A New Threat Group Emerges with a Sophisticated Toolset
A threat actor designated UNC6692 has been identified deploying a brand-new, purpose-built malware suite known as "Snow", according to researchers at Google's Mandiant. The campaign blends social engineering with a multi-component malware framework to achieve deep network infiltration, credential harvesting, and ultimately domain takeover.
The Snow toolkit comprises several distinct components: a malicious browser extension, a tunneling utility, and a backdoor. Together, these tools give the attacker persistent, stealthy access to compromised environments while routing communications through obfuscated channels.
How the Attack Begins: Email Bombing and Teams Impersonation
The initial stage of the attack relies on email bombing — flooding a target's inbox with large volumes of messages to create a sense of urgency and confusion. Once the victim is overwhelmed, the attacker contacts them directly through Microsoft Teams, posing as an IT helpdesk agent offering to resolve the email problem.
This tactic mirrors a broader trend highlighted in a recent Microsoft report, which noted the growing abuse of Teams in helpdesk impersonation schemes. Attackers typically attempt to convince victims to grant remote access via tools like Quick Assist or similar remote access utilities.
In UNC6692's case, the victim is directed to click a link that supposedly installs a patch to stop the email spam. In reality, clicking the link delivers a dropper that executes AutoHotkey scripts, which in turn load the first component of the Snow suite: SnowBelt, a malicious Chrome browser extension.
SnowBelt: The Persistence and Relay Layer
Once installed, SnowBelt operates silently within a headless Microsoft Edge instance, meaning the victim sees no visible browser activity. To ensure it survives system reboots, the malware also creates scheduled tasks and places a shortcut in the startup folder as additional persistence mechanisms.
Beyond persistence, SnowBelt acts as a relay, forwarding commands from the operator to a Python-based backdoor called SnowBasin. This layered architecture makes detection and attribution more difficult by separating the command-delivery mechanism from the execution engine.
SnowGlaze: Masking C2 Communications
Communications between the infected host and the attacker's command-and-control (C2) infrastructure are concealed through a tunneling tool named SnowGlaze. This component establishes a WebSocket tunnel to mask traffic flows.
SnowGlaze also enables SOCKS proxy operations, allowing arbitrary TCP traffic to be routed through the compromised machine. This capability lets attackers blend their malicious traffic with legitimate network activity, complicating network-level detection efforts.
SnowBasin: The Backdoor at the Core
At the heart of the Snow suite is SnowBasin, a Python-based backdoor that runs a local HTTP server on the infected system. It receives and executes attacker-supplied CMD or PowerShell commands, relaying results back to the operator through the same WebSocket pipeline established by SnowGlaze.
SnowBasin's capabilities include:
- Remote shell access
- Data exfiltration
- File download and upload
- Screenshot capturing
- Basic file management operations
- A self-termination command to shut down the backdoor on demand
This last feature allows the operator to clean up traces of the backdoor remotely, reducing forensic evidence left behind after an operation concludes.

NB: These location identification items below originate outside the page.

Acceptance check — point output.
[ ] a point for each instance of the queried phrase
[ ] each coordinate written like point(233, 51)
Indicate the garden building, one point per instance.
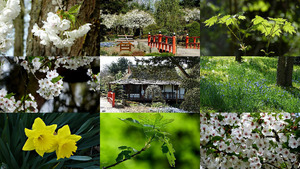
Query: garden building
point(137, 79)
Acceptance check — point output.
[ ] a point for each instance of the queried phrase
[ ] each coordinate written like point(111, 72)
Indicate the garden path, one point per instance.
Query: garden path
point(105, 106)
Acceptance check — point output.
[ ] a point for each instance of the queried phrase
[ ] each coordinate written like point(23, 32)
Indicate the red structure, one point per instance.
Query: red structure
point(111, 98)
point(193, 44)
point(161, 42)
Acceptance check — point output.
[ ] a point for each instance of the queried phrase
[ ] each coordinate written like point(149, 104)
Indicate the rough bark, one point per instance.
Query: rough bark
point(19, 32)
point(88, 45)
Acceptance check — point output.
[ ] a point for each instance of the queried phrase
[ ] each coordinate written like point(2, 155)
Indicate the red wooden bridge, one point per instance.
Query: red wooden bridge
point(168, 43)
point(192, 44)
point(162, 42)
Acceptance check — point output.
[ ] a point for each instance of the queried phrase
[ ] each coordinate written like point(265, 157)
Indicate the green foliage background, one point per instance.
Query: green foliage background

Post-Compromise Activity: Lateral Movement and Domain Takeover
After gaining an initial foothold, UNC6692 conducts internal reconnaissance, scanning for services such as SMB and RDP to identify additional targets within the network. Mandiant researchers found that the attackers then moved laterally using these discovered pathways.
Credential extraction forms a critical part of the post-compromise phase. The threat actor dumped LSASS memory to harvest credential material, then employed pass-the-hash techniques to authenticate to additional hosts across the environment. This progression eventually led the attackers to the organization's domain controllers.
Final Stage: Active Directory Exfiltration
At the culmination of the attack chain, UNC6692 deployed FTK Imager — a legitimate forensic tool — to extract the Active Directory database, along with the SYSTEM, SAM, and SECURITY registry hives. These files contain comprehensive credential data for all accounts within the domain.
The stolen data was then exfiltrated from the network using LimeWire, granting the attackers broad access to sensitive credential material across the entire domain. This final step effectively hands the attacker near-total control over the target organization's identity infrastructure.
Detection Guidance
Google Mandiant's report on this campaign includes an extensive collection of indicators of compromise (IoCs) as well as YARA rules specifically designed to help security teams detect components of the Snow malware suite. Organizations are strongly encouraged to review these resources and apply them within their detection engineering workflows.
The campaign underscores the continued abuse of trusted collaboration platforms like Microsoft Teams as an initial access vector. Security awareness training should specifically address scenarios in which IT support staff contact employees unsolicited — particularly following unusual inbox activity like email flooding.